To: trebb
Nothing escapes is actually a very good approximation. The phenomenon that you refer to is Hawking radiation and it’s extremely weak. Essentially general relativity says nothing escapes, but when you factor quantum mechanics in that’s no longer strictly true. QM says that in high energy environments a particle-antiparticle pair can form. Just by chance, occasionally they will form with one on each side of the black hole event horizon, allowing one to escape. It’s very rare and quite weak, so nothing escapes is still a pretty good approximation
71 posted on
01/03/2021 10:26:19 AM PST by
stremba
To: stremba
Nothing escapes is actually a very good approximation. The phenomenon that you refer to is Hawking radiation and it’s extremely weak. Essentially general relativity says nothing escapes, but when you factor quantum mechanics in that’s no longer strictly true. QM says that in high energy environments a particle-antiparticle pair can form. Just by chance, occasionally they will form with one on each side of the black hole event horizon, allowing one to escape.

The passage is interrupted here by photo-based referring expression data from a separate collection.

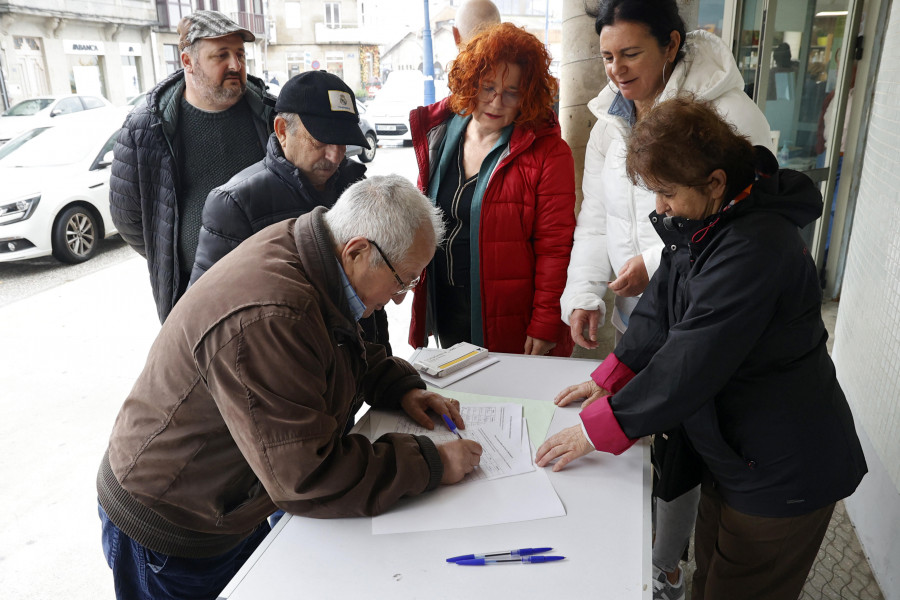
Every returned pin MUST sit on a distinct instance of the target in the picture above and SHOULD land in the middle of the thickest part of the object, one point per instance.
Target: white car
(55, 193)
(402, 92)
(43, 111)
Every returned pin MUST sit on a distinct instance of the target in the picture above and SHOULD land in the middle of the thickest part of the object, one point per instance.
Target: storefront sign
(130, 48)
(83, 47)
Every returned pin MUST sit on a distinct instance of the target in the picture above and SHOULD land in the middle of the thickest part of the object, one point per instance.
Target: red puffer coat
(525, 234)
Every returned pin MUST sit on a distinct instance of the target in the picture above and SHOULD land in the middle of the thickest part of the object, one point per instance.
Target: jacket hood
(788, 193)
(164, 99)
(707, 70)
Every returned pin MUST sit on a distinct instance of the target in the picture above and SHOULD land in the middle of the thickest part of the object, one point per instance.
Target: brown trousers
(740, 556)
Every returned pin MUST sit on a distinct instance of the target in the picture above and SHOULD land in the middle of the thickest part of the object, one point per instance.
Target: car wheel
(75, 235)
(368, 155)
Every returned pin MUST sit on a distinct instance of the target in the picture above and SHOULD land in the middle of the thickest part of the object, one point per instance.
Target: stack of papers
(499, 498)
(499, 428)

It’s very rare and quite weak, so nothing escapes is still a pretty good approximationBut eventually, all black holes will wink out.
Quadrillions or quintillions of years will pass, but they, too, will disappear.
75 posted on
01/03/2021 10:40:04 AM PST by
Lazamataz
(America is a carcass, to be plundered.)
To: stremba
Thank you - that actually clarified it in my mind.
79 posted on
01/04/2021 4:08:01 AM PST by
trebb
(Fight like your life and future depends on it - because they do.)